The question of whether Reiki works by, or without, intention (this question keeps raising itself in varying discussions) perhaps is best approached not with specificity of language, but with stories that illustrate how the twists in life may somewhat bring us to a place where we smile.
Sometimes the path is as easy as "hands on hands off," and sometimes, the path may wind through the forest until it reaches a quiet place, and we hear music through the trees.
This past month was sort of like that.
Three years ago I began, with the assistance of my first Master Teacher Robin Hannon, a Reiki program within my hospice. I requested approval of a Reiki policy, and we began training staff and volunteers who wanted to participate. Slowly, the culture in our hospice changed. Without reducing our commitment to evidence based conventional practice, we began adding Reiki and Complementary techniques with the mantra that we could care even when we couldn't cure; that spirituality and connection were important at end-of-life.
Staff, even those who had no Reiki training, began to refer to death by a different name, "transition." And staff began to talk about their own feelings of spirituality as they helped patients face the later days of life. And the focus became more how people lived than how they died. "Burn out" became less a problem. We saw surprising results, and it was moving to be part of.
This past month, our national program sent a consultant to start a new program, and our site was a pilot. Joyce Nimard, author of "The End of Life Namaste Care Program for People with Dementia," came to elevate our focus and sensitivity in these areas. And she did. Because even though she found a medical director who was committed to the program (the fear was that the medical director would be the obstruction, and, while in some places that may be true, increasingly, physicians have been exposed to Reiki, and more and more physicians are "open" to mindfulness techniques.)
Joyce looked at everything we were doing, and made wonderful suggestions - it was great synergy. And as we talked it also helped to point out how much change has occurred, and how Reiki is becoming a part of the mainstream, Joyce's husband, who has supported her program and wrote a forward to her book, is Ladislav Volicer, MD who just retired as Clinical Director of the Geriatric Research Center for the VA in Boston, one of the most respected geriatricians in the world.
I also found out that a Reiki colleague, has been asked to consult with one of my competitor hospices.

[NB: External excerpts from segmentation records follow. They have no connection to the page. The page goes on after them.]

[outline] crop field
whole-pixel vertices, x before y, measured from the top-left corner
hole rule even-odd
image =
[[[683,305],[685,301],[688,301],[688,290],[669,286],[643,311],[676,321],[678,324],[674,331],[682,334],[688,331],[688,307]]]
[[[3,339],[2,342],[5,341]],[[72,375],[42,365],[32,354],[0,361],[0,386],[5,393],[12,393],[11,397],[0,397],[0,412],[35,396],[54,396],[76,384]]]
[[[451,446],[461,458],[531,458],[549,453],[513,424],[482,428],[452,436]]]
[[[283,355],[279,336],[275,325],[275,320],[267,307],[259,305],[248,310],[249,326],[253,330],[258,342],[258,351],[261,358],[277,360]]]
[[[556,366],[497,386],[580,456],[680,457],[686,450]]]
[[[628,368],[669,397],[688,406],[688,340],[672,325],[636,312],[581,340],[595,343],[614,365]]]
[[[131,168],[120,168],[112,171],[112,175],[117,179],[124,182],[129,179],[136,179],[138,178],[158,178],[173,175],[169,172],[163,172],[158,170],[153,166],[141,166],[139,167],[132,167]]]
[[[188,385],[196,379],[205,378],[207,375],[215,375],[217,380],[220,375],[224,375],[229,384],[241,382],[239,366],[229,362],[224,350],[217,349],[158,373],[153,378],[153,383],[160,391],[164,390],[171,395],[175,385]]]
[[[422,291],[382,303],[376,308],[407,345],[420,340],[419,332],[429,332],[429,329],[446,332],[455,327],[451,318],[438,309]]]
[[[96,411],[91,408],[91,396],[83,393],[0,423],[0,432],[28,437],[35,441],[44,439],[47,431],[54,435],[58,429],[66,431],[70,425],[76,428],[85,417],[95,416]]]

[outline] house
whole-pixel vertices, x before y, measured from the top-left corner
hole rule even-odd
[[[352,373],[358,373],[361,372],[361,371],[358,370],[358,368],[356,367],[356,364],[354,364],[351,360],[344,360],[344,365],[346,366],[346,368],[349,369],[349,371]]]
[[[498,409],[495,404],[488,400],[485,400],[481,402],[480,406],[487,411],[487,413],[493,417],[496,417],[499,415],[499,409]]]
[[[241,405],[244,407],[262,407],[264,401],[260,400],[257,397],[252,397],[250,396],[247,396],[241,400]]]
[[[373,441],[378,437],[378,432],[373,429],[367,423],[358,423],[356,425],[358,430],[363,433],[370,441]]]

And this week I had lunch with one of my favorite Social Workers, a caring professional who has recently completed Level 2 Reiki, and he has accepted a promotion to go with another competitor hospice, part of his position to assist in the expansion of a new Reiki outreach to patients program.
This month I visited Nursing Homes in a more distant portion of my state, and rounded with a Nurse Practitioner colleague who I had encouraged in Reiki. She had been suffering from headaches and conventional medicine was not sorting it through for her, I helped her with some Reiki and she and her husband went away together to take a class with Amy Rowland, one of my teachers. Her headaches went away. Nurses and an Administrator were talking about how they could put together a Reiki class, and Dementia care could be changed by adding Reiki, Music, Aroma therapy, and a patient centered approach to rooms and life in facility. Ripples keep spreading.
Three years ago, I did not know exactly what path Reiki Ripples would take. I have not controlled the Ripples. One could perhaps simply say, "Reiki on, Reiki off." But in another sense, not from a place of "ego" and "self" but from a place of connection and wonderment, we may reasonably have "intention" that compassion may flow. Less perhaps as a sense of "power" or "I" - than from a connected place as part of an infinitude of life. A "prayer" - that suffering may be alleviated (for an individual or for a community).
Discussing a presentation we had made at Long Term Care Medicine 2011, I was surprised to find out that we are now "mainstream" - can't call ourselves "alternative" anymore, since increasingly evidence based studies are supporting Reiki as complementary care to conventional medicine. Many medical schools include introductions into their curriculum, and many Hospitals include Reiki Nurses into their programs.
It is not what i expected when I started this journey. I could not have controlled what happened, nor could I have predicted it.
I suppose there may have been a sense of intention in all this; not the intention of power, or increased vibration, or even the intention of asking for a specific result, but intention as a form of humble request to the llife spirit that connects us all.
There is less a sense of accomplishment here than a sense of awe. And a hope (or intention), that as more ripples come together more compassion will spread through the world.